BERLIN/BRÜSSEL (dpa-AFX) - Nach dem Kompromiss im Streit um ein Öl-Embargo gegen Russland dringt der Chef der christdemokratischen EVP-Fraktion, Manfred Weber, auf eine Abschaffung des Prinzips der Einstimmigkeit in der Europäischen Union. "Wir müssen endlich die Grundarchitektur der europäischen Entscheidungsmechanismen auf den Prüfstand stellen", sagte Weber am Dienstagmorgen im Deutschlandfunk.
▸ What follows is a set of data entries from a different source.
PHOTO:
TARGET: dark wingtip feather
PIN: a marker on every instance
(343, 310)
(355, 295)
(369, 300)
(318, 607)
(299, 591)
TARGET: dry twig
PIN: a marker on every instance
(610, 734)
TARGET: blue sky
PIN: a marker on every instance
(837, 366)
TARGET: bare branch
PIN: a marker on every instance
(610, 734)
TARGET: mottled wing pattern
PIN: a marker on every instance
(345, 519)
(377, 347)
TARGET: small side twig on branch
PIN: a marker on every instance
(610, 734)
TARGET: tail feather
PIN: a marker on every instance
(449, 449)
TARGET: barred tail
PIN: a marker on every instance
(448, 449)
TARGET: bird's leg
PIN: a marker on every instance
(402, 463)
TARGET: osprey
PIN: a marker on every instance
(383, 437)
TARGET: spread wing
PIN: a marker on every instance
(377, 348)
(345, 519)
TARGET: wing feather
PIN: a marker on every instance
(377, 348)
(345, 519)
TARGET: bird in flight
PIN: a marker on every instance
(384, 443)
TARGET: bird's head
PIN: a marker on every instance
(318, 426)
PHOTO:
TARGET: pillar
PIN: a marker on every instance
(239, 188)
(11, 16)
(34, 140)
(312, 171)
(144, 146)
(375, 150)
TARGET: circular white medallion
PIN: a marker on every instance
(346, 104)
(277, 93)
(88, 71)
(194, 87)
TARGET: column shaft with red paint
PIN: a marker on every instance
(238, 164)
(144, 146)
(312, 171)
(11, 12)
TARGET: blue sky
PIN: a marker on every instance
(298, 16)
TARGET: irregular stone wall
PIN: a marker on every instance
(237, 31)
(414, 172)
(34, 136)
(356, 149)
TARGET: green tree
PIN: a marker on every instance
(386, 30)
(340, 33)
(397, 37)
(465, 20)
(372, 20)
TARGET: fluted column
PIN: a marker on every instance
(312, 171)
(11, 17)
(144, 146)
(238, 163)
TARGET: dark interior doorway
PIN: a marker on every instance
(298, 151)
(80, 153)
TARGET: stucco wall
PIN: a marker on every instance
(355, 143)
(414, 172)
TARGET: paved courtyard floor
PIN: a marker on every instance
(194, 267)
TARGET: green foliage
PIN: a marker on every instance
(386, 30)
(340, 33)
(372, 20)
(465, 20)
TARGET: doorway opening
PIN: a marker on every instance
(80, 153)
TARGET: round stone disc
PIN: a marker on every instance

"Ich bin nicht mehr bereit, dass wir uns von einem einzigen Land in der EU dann stoppen lassen. Wenn die EU handeln will, muss sie handeln. Deswegen muss die Einstimmigkeit abgeschafft werden und endlich die Mehrheitsentscheidung angewandt werden", sagte Weber. Die Debatte über das Einstimmigkeitsprinzip flammt seit Jahren immer wieder auf.
Weber mahnte zugleich eine verbindliche Solidarität in der europäischen Energiepolitik an. Wenn Länder wie Ungarn oder Tschechien bereit zu einem Verzicht auf Pipeline-Öl wären, dann bräuchten sie garantierten Zugang zu Hochsee-Öl.
Vor dem Hintergrund des russischen Angriffskrieges gegen die Ukraine hatte die EU lange über ein Embargo diskutiert. Insbesondere Ungarn aber verwies auf seine große Abhängigkeit von russischem Öl und blockierte eine Einigung. Wie EU-Kommissionspräsidentin Ursula von der Leyen in der Nacht zum Dienstag nach Beratungen mit den EU-Staats- und Regierungschefs in Brüssel mitteilte, sollen auf Drängen Ungarns hin nun vorerst nur russische Öl-Lieferungen über den Seeweg unterbunden werden. Per Pipeline erfolgende Transporte werden zunächst weiter möglich sein. Bundeskanzler Olaf Scholz (SPD) sprach dennoch von einschneidenden Sanktionen gegen Russland.
Der ukrainische Botschafter in Deutschland, Andrij Melnyk, sagte auf die Frage im Deutschlandfunk, ob der Beschluss dazu ein Zeichen der Geschlossenheit oder ein erstes Bröckeln der Einheit der EU sei: "Leider beides." Melnyk bezeichnete das sechste Sanktionspaket als sehr wichtig, die Öl-Entscheidung nannte er allerdings einen "Halbschritt".